Okay, so we started getting swamped with tracing data. Like, seriously buried. Our observability bill was going through the roof, and finding the important traces felt like searching for a needle in a haystack, especially during incidents. Standard sampling helped a bit, but we were still losing potentially critical traces sometimes, while keeping loads of routine stuff. We needed a smarter way to decide what traces to keep, giving preference to the important ones. We internally called this little project “firefly trace priority”.
Getting Started: The Problem
First thing, we sat down and really defined the problem. It wasn’t just about less data, it was about the right data. We had terabytes of trace info, but when the payment gateway hiccuped, digging through logs and traces was slow because 99% of the traces were just health checks or low-value requests. We needed to ensure the traces for critical paths, errors, or specific important transactions always made it through, even if we sampled heavily elsewhere.
Brainstorming and Planning
We looked at the tools we were using, mostly OpenTelemetry stuff. Head-based sampling (deciding at the start) was simple but dumb – it didn’t know if a trace would turn out to be important later (like hitting an error). Tail-based sampling (deciding at the end) was smarter but needed more resources on the collector side to hold onto traces before deciding.
We figured a mix was needed. We wanted to influence the sampling decision based on context we had early in the request. What makes a trace important for us?
- Any trace containing an error.
- Traces related to payment processing.
- Requests for certain high-value API endpoints.
- Maybe traces for specific beta testers or internal users for debugging.

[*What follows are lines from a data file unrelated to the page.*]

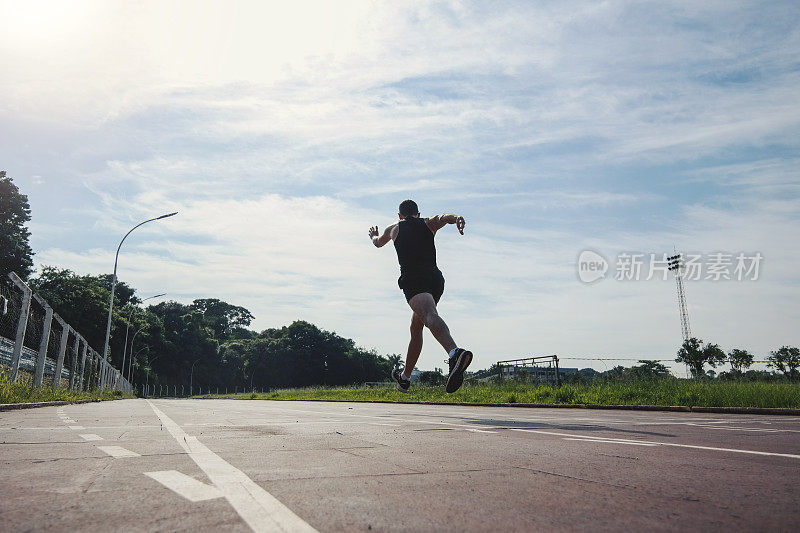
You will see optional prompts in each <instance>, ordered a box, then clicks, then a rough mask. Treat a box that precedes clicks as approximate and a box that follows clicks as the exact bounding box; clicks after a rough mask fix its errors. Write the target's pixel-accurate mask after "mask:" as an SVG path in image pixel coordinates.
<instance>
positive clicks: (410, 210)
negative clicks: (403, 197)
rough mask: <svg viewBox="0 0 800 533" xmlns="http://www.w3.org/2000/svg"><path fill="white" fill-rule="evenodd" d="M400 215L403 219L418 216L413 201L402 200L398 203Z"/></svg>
mask: <svg viewBox="0 0 800 533" xmlns="http://www.w3.org/2000/svg"><path fill="white" fill-rule="evenodd" d="M400 214H401V215H403V217H405V218H408V217H413V216H414V215H418V214H419V207H417V202H415V201H414V200H403V201H402V202H400Z"/></svg>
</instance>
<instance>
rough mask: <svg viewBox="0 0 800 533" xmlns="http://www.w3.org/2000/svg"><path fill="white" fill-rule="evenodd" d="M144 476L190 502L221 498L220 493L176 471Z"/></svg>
mask: <svg viewBox="0 0 800 533" xmlns="http://www.w3.org/2000/svg"><path fill="white" fill-rule="evenodd" d="M144 475H146V476H147V477H151V478H153V479H155V480H156V481H158V482H159V483H161V484H162V485H164V486H165V487H167V488H168V489H169V490H171V491H172V492H175V493H177V494H179V495H180V496H183V497H184V498H186V499H187V500H189V501H191V502H202V501H205V500H213V499H214V498H222V496H223V494H222V492H221V491H220V490H219V489H218V488H217V487H214V486H212V485H206V484H205V483H203V482H202V481H198V480H196V479H195V478H193V477H191V476H187V475H186V474H183V473H181V472H178V471H177V470H163V471H161V472H145V473H144Z"/></svg>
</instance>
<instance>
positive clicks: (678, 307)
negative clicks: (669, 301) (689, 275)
mask: <svg viewBox="0 0 800 533" xmlns="http://www.w3.org/2000/svg"><path fill="white" fill-rule="evenodd" d="M667 264H668V268H669V270H671V271H672V272H673V273H674V274H675V283H676V285H677V286H678V312H679V313H680V315H681V333H682V334H683V340H684V341H687V340H689V339H690V338H691V336H692V330H691V328H689V311H688V310H687V309H686V291H685V290H684V287H683V274H684V270H683V254H675V255H673V256H671V257H668V258H667Z"/></svg>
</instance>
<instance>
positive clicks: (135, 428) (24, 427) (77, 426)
mask: <svg viewBox="0 0 800 533" xmlns="http://www.w3.org/2000/svg"><path fill="white" fill-rule="evenodd" d="M160 427H161V426H158V425H153V426H146V425H142V426H92V427H90V428H86V427H84V426H75V427H74V428H73V427H71V426H70V429H126V430H128V431H133V430H137V429H152V428H160ZM57 429H64V426H55V427H29V428H26V427H11V428H9V427H5V428H0V431H54V430H57Z"/></svg>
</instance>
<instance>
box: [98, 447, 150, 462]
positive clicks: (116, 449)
mask: <svg viewBox="0 0 800 533" xmlns="http://www.w3.org/2000/svg"><path fill="white" fill-rule="evenodd" d="M97 449H98V450H101V451H104V452H106V453H107V454H108V455H110V456H111V457H113V458H114V459H122V458H125V457H141V455H139V454H138V453H136V452H132V451H130V450H126V449H125V448H123V447H122V446H98V447H97Z"/></svg>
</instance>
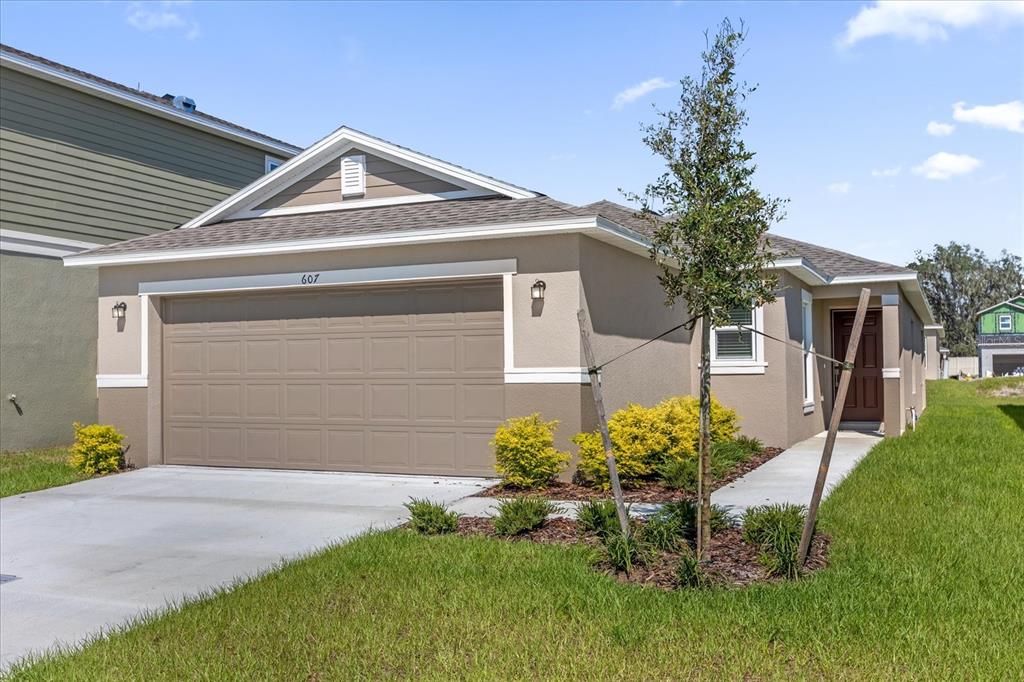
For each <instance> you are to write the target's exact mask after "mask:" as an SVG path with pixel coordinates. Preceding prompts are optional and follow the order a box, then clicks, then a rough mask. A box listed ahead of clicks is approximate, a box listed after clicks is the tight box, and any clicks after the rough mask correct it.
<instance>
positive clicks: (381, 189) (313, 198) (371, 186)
mask: <svg viewBox="0 0 1024 682" xmlns="http://www.w3.org/2000/svg"><path fill="white" fill-rule="evenodd" d="M357 155H362V156H366V160H367V175H366V183H367V191H366V194H364V195H361V196H359V197H350V198H344V199H343V198H342V196H341V158H342V157H350V156H357ZM342 157H338V158H335V159H333V160H331V161H330V162H328V163H326V164H324V165H323V166H321V167H319V168H317V169H316V170H314V171H312V172H311V173H309V174H308V175H306V176H305V177H303V178H302V179H300V180H298V181H296V182H294V183H293V184H291V185H289V186H288V187H287V188H285V189H284V190H282V191H280V193H278V194H276V195H274V196H273V197H271V198H270V199H267V200H266V201H264V202H263V203H262V204H260V205H259V206H257V207H256V208H258V209H272V208H292V207H296V206H313V205H316V204H333V203H336V202H341V201H350V200H351V201H357V200H361V199H385V198H391V197H409V196H413V195H433V194H438V193H442V191H457V190H459V189H462V187H459V186H458V185H455V184H452V183H451V182H445V181H444V180H441V179H438V178H435V177H432V176H430V175H427V174H426V173H421V172H419V171H415V170H412V169H410V168H407V167H404V166H399V165H398V164H396V163H393V162H391V161H387V160H385V159H381V158H380V157H376V156H374V155H372V154H369V153H367V152H362V151H360V150H352V151H350V152H346V153H345V154H344V155H342Z"/></svg>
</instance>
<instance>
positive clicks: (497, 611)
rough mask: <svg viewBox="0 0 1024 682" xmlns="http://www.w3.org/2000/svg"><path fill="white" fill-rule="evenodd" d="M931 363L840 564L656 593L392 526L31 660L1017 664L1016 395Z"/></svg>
mask: <svg viewBox="0 0 1024 682" xmlns="http://www.w3.org/2000/svg"><path fill="white" fill-rule="evenodd" d="M984 386H985V384H983V382H972V383H957V382H952V381H945V382H933V383H931V384H930V385H929V409H928V411H927V412H926V413H925V415H924V416H923V419H922V420H921V422H920V424H919V428H918V430H916V431H915V432H911V433H907V434H906V435H904V436H903V437H901V438H898V439H892V440H886V441H884V442H882V443H881V444H880V445H879V446H877V447H876V449H874V450H873V451H872V452H871V454H870V455H869V456H868V457H867V458H865V460H864V461H863V463H862V464H861V465H860V466H859V467H858V468H857V469H856V470H855V471H853V472H852V473H851V475H850V476H849V477H848V478H847V479H846V480H845V481H844V482H843V483H842V485H840V487H839V488H838V489H837V491H836V492H835V493H834V494H833V495H831V496H830V497H829V498H828V499H827V500H826V501H825V503H824V504H823V505H822V508H821V516H820V526H821V528H822V529H823V530H826V531H827V532H829V534H831V535H833V537H834V543H833V554H831V562H830V565H829V567H828V568H826V569H824V570H822V571H819V572H817V573H815V574H814V576H813V577H811V578H809V579H805V580H802V581H800V582H794V583H780V584H776V585H766V586H758V587H753V588H750V589H746V590H742V591H739V590H706V591H690V590H686V591H678V592H674V593H667V592H662V591H658V590H654V589H644V588H637V587H633V586H628V585H623V584H620V583H616V582H615V581H613V580H611V579H610V578H607V577H604V576H601V574H598V573H596V572H594V571H593V570H592V569H591V567H590V563H589V562H590V561H591V560H592V558H593V554H592V551H591V550H587V549H584V548H579V547H573V548H566V547H558V546H541V545H537V544H531V543H523V542H519V543H510V542H504V541H498V540H490V539H483V538H461V537H455V536H444V537H436V538H423V537H419V536H416V535H414V534H412V532H404V531H392V532H382V534H375V535H370V536H367V537H364V538H361V539H359V540H357V541H355V542H353V543H351V544H349V545H346V546H343V547H338V548H334V549H330V550H328V551H325V552H323V553H321V554H318V555H316V556H313V557H310V558H307V559H305V560H301V561H297V562H295V563H292V564H289V565H286V566H284V567H283V568H282V569H280V570H276V571H273V572H271V573H269V574H267V576H265V577H263V578H261V579H259V580H257V581H254V582H251V583H248V584H245V585H241V586H239V587H238V588H237V589H234V590H232V591H230V592H225V593H219V594H216V595H213V596H212V597H211V598H208V599H205V600H202V601H198V602H196V603H191V604H188V605H186V606H184V607H183V608H181V609H179V610H175V611H173V612H170V613H168V614H165V615H163V616H159V617H155V619H152V620H150V621H147V622H144V623H142V624H140V625H138V626H137V627H135V628H132V629H130V630H127V631H126V632H122V633H119V634H116V635H114V636H112V637H110V638H108V639H102V640H98V641H95V642H93V643H92V644H90V645H88V646H86V647H85V648H84V649H83V650H81V651H79V652H76V653H69V654H65V655H56V656H52V657H48V658H45V659H42V660H39V662H38V663H36V664H35V665H34V666H20V667H17V668H16V669H14V671H13V677H14V678H15V679H25V680H92V679H145V680H169V679H239V678H255V679H262V680H295V679H311V680H312V679H314V680H348V679H377V678H394V677H407V678H408V677H425V678H430V679H437V678H460V679H465V678H473V679H507V678H547V679H606V678H611V679H626V678H629V679H708V680H714V679H793V678H797V679H805V678H836V679H927V680H933V679H992V680H996V679H1020V678H1021V672H1022V670H1024V659H1022V657H1021V651H1022V650H1024V629H1022V628H1021V627H1020V625H1021V623H1024V573H1022V572H1021V570H1022V569H1021V566H1022V565H1024V536H1022V530H1021V508H1022V506H1024V400H1021V399H1019V398H1004V397H986V396H984V395H982V394H980V393H979V388H984Z"/></svg>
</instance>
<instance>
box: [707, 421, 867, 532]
mask: <svg viewBox="0 0 1024 682" xmlns="http://www.w3.org/2000/svg"><path fill="white" fill-rule="evenodd" d="M881 439H882V435H881V434H879V433H873V432H863V431H840V432H839V435H838V437H837V438H836V447H835V449H834V450H833V457H831V464H830V466H829V467H828V478H827V479H825V495H826V496H827V495H828V492H829V491H831V488H834V487H836V485H838V484H839V482H840V481H841V480H843V479H844V478H845V477H846V475H847V474H848V473H850V472H851V471H852V470H853V468H854V467H855V466H857V462H859V461H860V460H861V459H862V458H863V457H864V455H866V454H867V451H869V450H870V449H871V447H873V446H874V444H876V443H878V442H879V441H880V440H881ZM824 444H825V434H824V432H822V433H820V434H818V435H816V436H813V437H811V438H808V439H807V440H802V441H801V442H798V443H797V444H795V445H793V446H792V447H790V449H788V450H786V451H785V452H783V453H782V454H781V455H779V456H778V457H775V458H774V459H772V460H769V461H768V462H766V463H765V464H763V465H762V466H760V467H758V468H757V469H755V470H754V471H752V472H750V473H749V474H746V475H745V476H742V477H741V478H737V479H736V480H734V481H732V482H731V483H729V484H728V485H726V486H724V487H720V488H719V489H717V491H715V492H714V493H712V496H711V501H712V504H716V505H722V506H723V507H731V508H732V511H733V513H734V514H735V515H737V516H739V515H741V514H742V513H743V511H745V510H746V508H748V507H753V506H755V505H769V504H782V503H787V502H788V503H792V504H796V505H804V506H807V504H808V503H809V502H810V501H811V493H812V492H813V489H814V479H815V477H816V476H817V474H818V465H819V464H820V463H821V451H822V450H823V449H824Z"/></svg>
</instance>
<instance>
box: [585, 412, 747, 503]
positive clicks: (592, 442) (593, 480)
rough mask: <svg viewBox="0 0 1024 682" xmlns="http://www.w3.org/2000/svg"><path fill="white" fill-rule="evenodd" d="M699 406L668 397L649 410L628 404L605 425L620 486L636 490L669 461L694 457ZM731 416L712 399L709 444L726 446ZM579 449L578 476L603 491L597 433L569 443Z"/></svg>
mask: <svg viewBox="0 0 1024 682" xmlns="http://www.w3.org/2000/svg"><path fill="white" fill-rule="evenodd" d="M698 418H699V401H698V400H697V398H695V397H694V396H692V395H684V396H679V397H672V398H668V399H666V400H663V401H662V402H659V403H657V404H656V406H654V407H653V408H644V407H643V406H639V404H629V406H627V407H626V408H624V409H623V410H618V411H617V412H615V413H614V414H613V415H612V416H611V418H610V419H609V420H608V435H609V436H610V438H611V446H612V450H613V452H614V455H615V465H616V468H617V470H618V477H620V479H621V480H622V482H623V484H624V485H627V486H629V485H636V484H637V483H638V482H639V481H640V480H642V479H644V478H648V477H650V476H651V475H653V474H654V473H655V472H656V471H657V470H658V468H659V467H662V466H663V465H664V464H665V463H667V462H669V461H682V460H692V459H694V458H695V457H696V446H697V436H698V431H699V428H698V427H699V419H698ZM736 422H737V417H736V413H735V412H734V411H732V410H729V409H728V408H725V407H724V406H722V403H721V402H719V401H718V400H715V399H712V439H713V440H714V441H724V440H730V439H732V437H733V436H734V435H735V433H736ZM572 442H574V443H575V444H577V445H578V446H579V449H580V465H579V468H580V472H581V473H582V474H583V476H584V477H586V478H587V479H588V480H589V481H591V482H593V483H595V484H597V485H600V486H602V487H604V488H607V487H608V467H607V464H606V462H605V459H604V444H603V442H602V441H601V436H600V434H599V433H597V432H592V433H580V434H578V435H577V436H575V437H573V438H572Z"/></svg>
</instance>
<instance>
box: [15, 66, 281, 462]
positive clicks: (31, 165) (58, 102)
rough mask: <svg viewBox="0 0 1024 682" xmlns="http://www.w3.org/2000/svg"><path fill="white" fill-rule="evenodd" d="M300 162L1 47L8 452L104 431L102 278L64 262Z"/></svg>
mask: <svg viewBox="0 0 1024 682" xmlns="http://www.w3.org/2000/svg"><path fill="white" fill-rule="evenodd" d="M297 152H299V150H298V147H296V146H293V145H291V144H288V143H286V142H283V141H281V140H278V139H274V138H272V137H268V136H266V135H263V134H261V133H257V132H254V131H252V130H247V129H246V128H243V127H241V126H238V125H234V124H232V123H228V122H227V121H222V120H220V119H217V118H215V117H213V116H210V115H208V114H206V113H204V112H203V111H202V110H201V109H200V110H197V109H196V105H195V102H193V101H191V100H190V99H188V98H187V97H180V96H179V97H174V96H171V95H167V96H164V97H159V96H156V95H154V94H151V93H147V92H143V91H141V90H136V89H134V88H129V87H126V86H124V85H120V84H118V83H114V82H111V81H108V80H105V79H102V78H99V77H97V76H93V75H91V74H87V73H85V72H82V71H78V70H76V69H72V68H70V67H66V66H63V65H59V63H56V62H54V61H50V60H49V59H44V58H42V57H39V56H35V55H33V54H29V53H28V52H24V51H22V50H17V49H14V48H12V47H7V46H0V206H2V211H0V290H2V297H0V355H2V357H3V361H2V363H0V395H2V398H3V399H2V402H0V451H7V450H20V449H25V447H41V446H48V445H55V444H61V443H67V442H69V441H70V440H71V439H72V428H71V425H72V422H74V421H76V420H77V421H82V422H86V423H88V422H94V421H95V420H96V416H97V398H96V361H95V357H96V334H97V319H96V309H95V298H96V293H97V287H98V279H97V275H96V271H95V270H89V269H76V270H72V269H66V268H63V267H62V263H61V261H60V257H61V256H66V255H69V254H74V253H80V252H83V251H86V250H89V249H93V248H95V247H97V246H101V245H103V244H111V243H114V242H121V241H123V240H128V239H132V238H135V237H141V236H145V235H152V233H155V232H160V231H163V230H166V229H170V228H172V227H176V226H178V225H180V224H181V223H182V222H184V221H185V220H187V219H189V218H191V217H193V216H195V215H196V214H198V213H201V212H202V211H204V210H206V209H208V208H210V207H211V206H213V205H214V204H216V203H217V202H219V201H221V200H222V199H224V198H225V197H228V196H230V195H231V194H233V193H234V191H236V190H238V189H239V188H240V187H242V186H244V185H246V184H248V183H249V182H251V181H252V180H254V179H256V178H257V177H259V176H261V175H263V174H264V173H265V172H267V170H268V169H272V168H273V167H275V166H276V165H278V164H280V163H282V162H283V161H284V160H286V159H289V158H291V157H292V156H294V155H295V154H296V153H297ZM110 316H111V311H110V310H108V311H106V313H105V317H106V318H105V319H103V321H100V322H103V323H105V322H108V321H109V319H110Z"/></svg>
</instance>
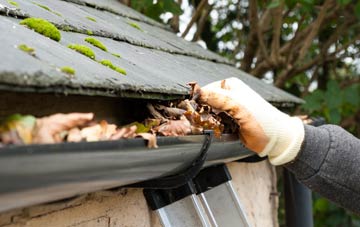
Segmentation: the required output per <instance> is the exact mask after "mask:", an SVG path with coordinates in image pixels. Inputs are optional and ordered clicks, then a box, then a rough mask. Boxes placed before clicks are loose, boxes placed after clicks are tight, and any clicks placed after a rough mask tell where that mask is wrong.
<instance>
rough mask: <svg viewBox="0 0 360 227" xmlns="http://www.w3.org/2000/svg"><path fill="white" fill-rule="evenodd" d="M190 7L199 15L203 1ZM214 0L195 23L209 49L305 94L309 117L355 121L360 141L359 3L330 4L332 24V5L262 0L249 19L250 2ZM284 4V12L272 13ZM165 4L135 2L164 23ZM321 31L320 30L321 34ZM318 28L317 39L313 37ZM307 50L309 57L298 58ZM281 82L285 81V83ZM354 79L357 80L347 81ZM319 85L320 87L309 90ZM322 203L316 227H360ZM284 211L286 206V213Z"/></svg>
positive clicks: (345, 217)
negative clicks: (320, 19)
mask: <svg viewBox="0 0 360 227" xmlns="http://www.w3.org/2000/svg"><path fill="white" fill-rule="evenodd" d="M154 2H155V4H154ZM171 2H175V1H171ZM188 2H189V4H190V7H192V9H193V12H195V10H194V9H195V8H197V7H198V5H199V3H200V1H199V0H196V1H188ZM212 2H213V3H210V2H209V3H210V4H211V5H210V7H209V8H210V9H211V10H210V11H208V12H207V11H206V10H207V9H206V7H204V8H203V9H202V12H201V15H206V13H208V14H209V16H208V18H206V20H205V22H204V21H200V19H198V20H197V21H196V22H195V24H196V29H198V28H199V27H201V26H199V25H200V24H201V22H204V24H203V26H202V30H201V34H200V38H201V39H202V40H203V41H204V42H205V43H206V46H207V48H208V49H209V50H212V51H216V52H217V53H218V54H220V55H222V56H225V57H227V58H229V59H230V60H231V61H234V62H235V63H236V64H237V66H239V67H240V68H241V69H243V70H244V71H246V72H248V73H250V74H253V75H255V76H256V77H258V78H260V79H263V78H264V77H265V75H266V79H268V78H270V79H269V80H272V81H274V82H275V85H276V86H278V87H280V88H283V89H286V90H287V91H288V92H290V93H292V94H294V95H296V96H299V97H304V99H305V100H306V104H304V105H303V106H302V107H301V108H302V110H303V113H304V114H310V115H314V116H319V115H320V116H325V117H326V119H327V121H328V122H329V123H334V124H341V125H344V122H348V121H346V120H348V119H353V120H355V122H351V124H350V126H349V125H348V127H347V128H346V129H347V130H349V131H351V132H353V133H354V132H356V130H357V131H358V132H357V133H358V134H357V136H360V124H359V123H358V122H356V119H357V118H356V117H358V116H359V115H358V114H359V109H360V105H359V103H360V100H359V98H360V91H359V90H360V85H359V80H358V78H359V73H360V68H359V67H358V66H357V67H356V69H355V68H354V67H353V66H354V65H356V64H357V65H358V61H357V60H356V59H358V56H359V53H360V46H359V44H360V43H359V39H358V37H357V36H358V34H360V26H359V22H358V21H359V20H360V1H351V0H336V1H333V2H331V3H330V4H329V5H327V7H329V8H328V9H327V10H325V11H326V12H325V11H323V12H324V14H325V15H324V18H325V19H324V20H323V21H322V23H321V24H316V22H317V21H318V20H317V19H318V17H319V15H320V12H321V9H322V7H324V4H325V3H326V4H327V2H328V1H315V0H284V1H282V0H269V1H256V3H257V7H256V8H257V10H256V13H254V12H253V11H252V13H253V14H255V15H254V17H252V18H257V21H251V19H250V18H251V17H250V15H251V14H250V4H249V2H250V1H246V0H224V1H212ZM253 2H254V1H253ZM283 2H284V6H283V11H282V13H279V12H276V13H273V12H272V11H273V10H275V9H277V7H280V6H282V3H283ZM163 5H164V1H162V0H158V1H152V0H132V1H131V6H132V7H133V8H135V9H136V10H138V11H140V12H142V13H144V14H145V15H147V16H150V17H152V18H154V19H155V20H158V21H160V22H161V20H160V19H159V18H160V15H161V14H163V13H165V12H169V11H167V10H165V9H164V7H163ZM178 9H180V8H178ZM179 12H180V11H179ZM176 13H178V12H176ZM180 14H181V12H180ZM279 15H282V17H281V16H280V20H279V21H281V23H282V24H281V26H279V27H277V28H276V27H275V25H276V20H275V19H279V17H278V16H279ZM356 17H357V18H358V20H356ZM199 18H201V16H200V17H199ZM354 18H355V19H354ZM317 26H318V27H319V30H318V31H316V30H315V29H314V28H315V27H317ZM194 27H195V26H194ZM194 27H193V28H194ZM276 31H279V33H280V35H279V36H277V35H278V34H276ZM312 31H315V33H314V34H315V36H314V37H309V36H310V34H312ZM274 38H277V40H275V41H276V42H273V41H274V40H273V39H274ZM260 41H262V43H261V42H260ZM277 46H278V47H277ZM304 46H305V47H306V48H304V50H305V51H304V52H303V54H304V55H303V56H301V57H299V52H300V50H302V49H303V47H304ZM307 47H308V48H307ZM275 48H277V51H278V52H277V51H274V49H275ZM349 59H350V61H349ZM349 62H350V63H349ZM352 67H353V68H352ZM351 68H352V69H351ZM279 78H280V79H282V78H285V79H283V80H282V81H281V80H280V82H279ZM349 81H354V83H353V84H350V85H349V84H346V83H344V82H349ZM277 82H278V83H277ZM314 88H316V90H315V91H314V92H310V91H311V90H313V89H314ZM299 112H301V111H299ZM317 199H318V198H317ZM317 199H315V201H316V202H315V204H314V206H315V208H314V214H315V215H316V217H315V220H316V226H360V225H359V222H360V221H359V220H358V218H355V217H354V216H353V215H350V214H349V213H347V212H345V211H344V210H343V209H342V208H336V207H335V205H328V202H327V201H326V202H324V200H323V199H322V200H320V201H319V202H317ZM329 207H330V208H329ZM283 211H284V208H283V207H281V208H280V211H279V213H280V215H282V214H284V212H283ZM282 217H283V216H282ZM325 219H329V220H330V221H327V220H325ZM339 220H341V221H339ZM344 220H347V221H348V222H347V223H351V225H347V224H346V223H345V222H344ZM281 222H282V221H281V220H280V223H281ZM338 223H341V224H338Z"/></svg>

So the plan was: tag traces with a priority level right at the source, in our application code, and then configure our tracing backend (the collector) to use this tag for sampling decisions.
Doing the Work: Implementation Steps
Step 1: Tagging Traces
This was the trickiest part, involving code changes. In our main services (mostly Go and some Java), we dug into the middleware or interceptors where requests first come in. We added logic there:
- Check the request path: If it matches `/api/payments/.` or `/api/admin/.`, add a tag like `* = high`.
- Check user info (if available early): If user ID is in a specific debug list, tag `* = debug`.
- Later in the request lifecycle, if an error occurred, our error handling logic would add or update the tag: `* = error`.
We used the standard OpenTelemetry baggage or span attributes to carry this priority tag along with the trace context.
Step 2: Configuring the Collector
Next, we tackled the OpenTelemetry Collector configuration. We were already using the `tailsamplingprocessor`. This thing is pretty powerful. We configured its policies:
- Define multiple policies with different sampling rates.
- A policy for errors: Match spans with `* = ERROR` or our custom `* = error` tag. Set this to 100% sampling (keep all error traces).
- A policy for high priority: Match spans with `* = high`. We set this to maybe 50% or even 100% initially, depending on volume.
- A policy for debug: Match `* = debug`. Keep 100% of these.
- A fallback policy: For everything else, use a very low probability, like 1% or 5%, just to keep a general sense of traffic patterns.
Getting the policy definitions right took some trial and error. We had to carefully define the matching rules based on the attributes we were setting in our code.
Testing and Rollout
We didn’t just flip the switch. We started testing in our staging environment. We generated specific traffic – simulated errors, calls to payment endpoints, normal background noise. Then we checked the backend storage: Were error traces present? Were payment traces being kept at the higher rate? Were the low-priority ones mostly gone? We looked at the trace counts and costs in staging.
It looked promising. Error traces were reliably captured. High-priority stuff showed up way more often. We tweaked the sampling percentages a bit based on the volume we saw.
Then we rolled it out slowly in production. Started with just one or two services, watched the monitoring dashboards like hawks. Checked system load on the collectors (tail sampling can add overhead). Checked trace counts and storage costs. Slowly expanded it to more services over a couple of weeks.
Challenges Faced
It wasn’t all smooth sailing.
- Consistency: Getting all the different teams (Go, Java) to implement the tagging consistently was a bit of a coordination challenge. We had to provide clear guidelines and code examples.
- Performance: Adding logic in the request path always carries a small risk. We benchmarked carefully to ensure we didn’t add noticeable latency. The collector also needed adequate memory/CPU for tail sampling.
- Defining “Priority”: Agreeing on what was truly “high priority” involved some debates between product owners, SREs, and developers. We had to keep the criteria simple initially.
The Result: What We Got
In the end, it worked out pretty well.
Trace volume dropped significantly. Our storage costs went down noticeably. But the key thing was that we felt much more confident that we were keeping the important traces. When an issue happened with payments, the relevant traces were almost always there. Debugging critical failures became faster because we weren’t wading through as much noise.
It wasn’t a magic bullet, and we still tweak the sampling rates and priority rules now and then as things change. But implementing this “firefly trace priority” system definitely made our tracing setup way more useful and cost-effective.